The DEA wants drugs to disappear like pharma wants a cure for
cancer. As in someday maybe but for now we like things how they
are. Plenty of jobs for the DEA and payoffs from drug runners and
plenty of profits for pharma in treating cancer. Sure the cancer
treatment will end up killing you in some other way but you won't
die from the cancer at least and thats all that really matters.
Well that and the millions they make off each cancer patient.
So quick I have a number in my head. Someone tell me what 21% of
that number amounts to?
Ask your doctor if it's right for you!
10% drop amongst 12th graders for illegal drugs, 7.6% for 12th
graders for "Been Drunk" past 30 days. Gasp, could kids just be
changing their ways without government anywhere having an impact on
it? Perish the thought.
Other notes: for 12th graders, cocaine use is up 9.5%, heroin use
is up 25%, while ecstasy use is down 64%, which lends some credence
to the theory of kids who fool around with drugs change their ways
while the more serious drug users have not (or have, in the
opposite direction). Then there's meth, which is down 40% for 12th
graders.
Anyway. I'm gonna put those numbers in my pipe and go smoke 'em
now.
Did W take credit for reduced drug use? I merely thought he was
using it as an exaample--along with reduced abortion numbers--to
make the point for optimism among those who think society is on a
highway to hell.
And is Freakonomics author Steven Levitt is right, I'll expect the
reduced number of abortions to portend a rise in drug use and crime
in the coming decade...be interesting to see who gets credit for
that if and when.
Whether or not the numbers are correct, it certainly seemed to
me that he was trying to associate the less-drug-use and
less-abortion trends with abstinence education, which he mentioned
almost in the same breath:
"Drug use among youth is down 19 percent since 2001. There are
fewer abortions in America than at any point in the last three
decades, and the number of children born to teenage mothers has
been falling for a dozen years in a row.
These gains are evidence of a quiet transformation -- a revolution
of conscience, in which a rising generation is finding that a life
of personal responsibility is a life of fulfillment. Government has
played a role. Wise policies, such as welfare reform and
drug education and support for abstinence and adoption
have made a difference in the character of our country."

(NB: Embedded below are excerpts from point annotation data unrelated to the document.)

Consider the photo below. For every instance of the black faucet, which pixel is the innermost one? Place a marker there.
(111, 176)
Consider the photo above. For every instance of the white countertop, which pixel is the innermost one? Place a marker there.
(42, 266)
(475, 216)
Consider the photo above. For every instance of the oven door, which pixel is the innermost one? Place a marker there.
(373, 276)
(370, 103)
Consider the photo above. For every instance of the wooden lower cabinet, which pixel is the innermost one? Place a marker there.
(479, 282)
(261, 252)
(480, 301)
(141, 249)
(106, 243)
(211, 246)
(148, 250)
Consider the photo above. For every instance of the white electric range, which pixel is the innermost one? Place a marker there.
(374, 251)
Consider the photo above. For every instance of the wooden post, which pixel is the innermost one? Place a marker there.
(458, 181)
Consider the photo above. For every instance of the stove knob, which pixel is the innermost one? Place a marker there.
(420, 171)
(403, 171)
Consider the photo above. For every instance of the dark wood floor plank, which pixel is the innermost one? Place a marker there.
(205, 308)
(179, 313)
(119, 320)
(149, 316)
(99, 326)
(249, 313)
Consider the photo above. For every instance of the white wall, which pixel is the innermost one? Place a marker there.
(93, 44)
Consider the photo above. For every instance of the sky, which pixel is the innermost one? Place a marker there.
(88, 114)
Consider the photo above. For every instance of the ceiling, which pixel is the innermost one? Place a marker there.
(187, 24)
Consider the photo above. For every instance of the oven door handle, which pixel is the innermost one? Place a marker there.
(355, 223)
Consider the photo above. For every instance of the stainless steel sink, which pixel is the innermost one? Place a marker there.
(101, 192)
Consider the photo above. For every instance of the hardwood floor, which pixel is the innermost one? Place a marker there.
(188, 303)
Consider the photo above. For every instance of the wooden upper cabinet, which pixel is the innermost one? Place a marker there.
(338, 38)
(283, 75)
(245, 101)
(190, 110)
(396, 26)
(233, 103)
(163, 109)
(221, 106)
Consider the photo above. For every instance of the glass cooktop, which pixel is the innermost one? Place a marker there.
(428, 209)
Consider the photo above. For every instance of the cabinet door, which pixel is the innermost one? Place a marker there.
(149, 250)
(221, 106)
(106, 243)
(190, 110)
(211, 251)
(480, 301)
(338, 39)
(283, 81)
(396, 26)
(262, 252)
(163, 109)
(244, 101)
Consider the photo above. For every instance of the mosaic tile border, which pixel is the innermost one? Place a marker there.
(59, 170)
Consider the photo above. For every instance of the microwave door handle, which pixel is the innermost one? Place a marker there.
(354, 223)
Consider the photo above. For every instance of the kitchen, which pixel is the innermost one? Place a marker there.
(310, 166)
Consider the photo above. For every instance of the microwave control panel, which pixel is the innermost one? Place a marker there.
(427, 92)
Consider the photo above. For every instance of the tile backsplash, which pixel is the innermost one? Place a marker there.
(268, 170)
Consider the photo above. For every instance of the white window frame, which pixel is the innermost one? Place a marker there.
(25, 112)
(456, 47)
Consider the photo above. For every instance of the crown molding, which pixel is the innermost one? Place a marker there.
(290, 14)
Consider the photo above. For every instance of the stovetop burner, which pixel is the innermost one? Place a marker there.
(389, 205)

Following a hunch about how the average American would interpret
Bush's claim, I asked my wife what Bush meant by the reduction in
drug use. I said to her, "Let's say 40% of kids do drugs, and Bush
says drug use is down 20%, what percent of kids do drugs now?" She
said "20%". I said, "You don't think he meant drug use is down 20%
of the 40%?" She said, "No, I would subtract the amount it's gone
down; that's the definition of 'down'."
So you see why some people would complain about his use of
statistics. They are not incorrect, and are presented in a way so
familiar to those of us in the social science world that we have
trouble seeing how people might interpret them another way. But
they might. If drug use is 23% in 2001 and is down 20% in 2005,
many people will think we are down to just 3%.